TNFR1 controls apoptosis and chronic liver disease in hepatocyte-specific IKKγ (Nemo) mice.. Mus musculus

Death receptor-mediated hepatocyte apoptosis is implicated in a wide range of liver diseases including viral hepatitis, alcoholic hepatitis, ischemia/reperfusion injury, fulminant hepatic failure, cholestatic liver injury and cancer. Deletion of NF-ĸB essential modulator in hepatocytes (NemoΔhepa) causes the spontaneous development of hepatocellular carcinoma preceded by steatohepatitis in mice and thus serves as an excellent model for the progression from chronic hepatitis to liver cancer. In the present study we aimed to dissect the death-receptor mediated pathways that contribute to liver injury in NemoΔhepa mice. Therefore, we generated NemoΔhepa/TRAIL-/- and NemoΔhepa/TNFR1-/- animals and analyzed the progression of liver injury. NemoΔhepa/TRAIL-/- displayed a similar phenotype to NemoΔhepa mice characteristic of high apoptosis, infiltration of immune cells, hepatocyte proliferation and steatohepatitis. These pathophysiological features were significantly ameliorated in NemoΔhepa/TNFR1-/- livers. Hepatocyte apoptosis was increased in NemoΔhepa and NemoΔhepa/TRAIL-/- mice while NemoΔhepa/TNFR1-/- animals showed reduced cell death concomitant with a strong reduction in pJNK levels. Cell cycle parameters were significantly less activated in NemoΔhepa/TNFR1-/- livers. Additionally, markers of liver fibrosis and indicators of tumour progression were significantly decreased in these animals. The present data demonstrate that the death receptor TNFR1 but not TRAIL is important in determining progression of liver injury in hepatocyte-specific Nemo knockout mice.

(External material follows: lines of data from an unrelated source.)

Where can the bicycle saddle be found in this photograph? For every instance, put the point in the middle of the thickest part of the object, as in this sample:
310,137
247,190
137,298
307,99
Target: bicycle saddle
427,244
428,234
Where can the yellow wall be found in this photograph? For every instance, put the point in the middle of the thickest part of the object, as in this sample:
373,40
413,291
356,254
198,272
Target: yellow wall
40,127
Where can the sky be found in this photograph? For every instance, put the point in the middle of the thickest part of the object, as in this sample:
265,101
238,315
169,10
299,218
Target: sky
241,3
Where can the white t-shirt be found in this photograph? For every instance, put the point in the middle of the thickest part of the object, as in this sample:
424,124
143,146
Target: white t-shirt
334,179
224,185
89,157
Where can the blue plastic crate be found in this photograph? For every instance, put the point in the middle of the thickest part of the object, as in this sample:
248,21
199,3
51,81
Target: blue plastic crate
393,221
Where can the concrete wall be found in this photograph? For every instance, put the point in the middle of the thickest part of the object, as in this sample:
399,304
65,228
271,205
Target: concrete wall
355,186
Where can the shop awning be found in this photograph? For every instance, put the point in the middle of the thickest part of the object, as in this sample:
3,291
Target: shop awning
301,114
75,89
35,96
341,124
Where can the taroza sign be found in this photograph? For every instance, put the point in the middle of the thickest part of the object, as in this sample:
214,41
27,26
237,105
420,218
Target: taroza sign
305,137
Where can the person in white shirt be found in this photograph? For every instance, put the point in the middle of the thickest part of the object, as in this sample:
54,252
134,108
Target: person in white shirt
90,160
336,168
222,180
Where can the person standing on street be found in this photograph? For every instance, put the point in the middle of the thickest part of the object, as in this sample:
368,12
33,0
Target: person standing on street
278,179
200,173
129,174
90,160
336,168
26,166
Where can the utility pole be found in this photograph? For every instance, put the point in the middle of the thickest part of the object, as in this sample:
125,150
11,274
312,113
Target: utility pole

Overall design: Expression profiling of livers from wild type, NEMO, NEMO-TRIAL, and NEMO-TNFR null mice

死亡受体介导的肝细胞凋亡广泛参与多种肝脏疾病的发生发展，涵盖病毒性肝炎、酒精性肝炎、缺血/再灌注损伤、暴发性肝衰竭、胆汁淤积性肝损伤及肝癌。在小鼠肝细胞中敲除NF-κB必需调节蛋白（NemoΔhepa），可诱导小鼠先出现脂肪性肝炎，随后自发形成肝细胞癌，因此该模型是研究从慢性肝炎进展为肝癌的理想动物模型。本研究旨在解析NemoΔhepa小鼠中介导肝损伤的死亡受体通路。为此，我们构建了NemoΔhepa/TRAIL-/-与NemoΔhepa/TNFR1-/-基因工程小鼠，并分析其肝损伤进展情况。NemoΔhepa/TRAIL-/-小鼠呈现出与NemoΔhepa小鼠相似的表型，特征为高水平细胞凋亡、免疫细胞浸润、肝细胞增殖及脂肪性肝炎。而NemoΔhepa/TNFR1-/-小鼠的肝脏中，上述病理生理特征得到显著改善。NemoΔhepa与NemoΔhepa/TRAIL-/-小鼠的肝细胞凋亡水平升高；而NemoΔhepa/TNFR1-/-小鼠的细胞死亡程度降低，同时伴随pJNK（磷酸化c-Jun氨基末端激酶）水平显著下降。NemoΔhepa/TNFR1-/-小鼠肝脏中的细胞周期相关指标激活程度显著降低。此外，该组小鼠的肝纤维化标志物与肿瘤进展相关指标均显著下调。本研究数据表明，死亡受体TNFR1（肿瘤坏死因子受体1）而非TRAIL（肿瘤坏死因子相关凋亡诱导配体）是调控肝细胞特异性Nemo敲除小鼠肝损伤进展的关键因子。实验整体设计：对野生型、NEMO单敲除、NEMO-TRAIL双敲除以及NEMO-TNFR全敲除小鼠的肝脏进行表达谱分析。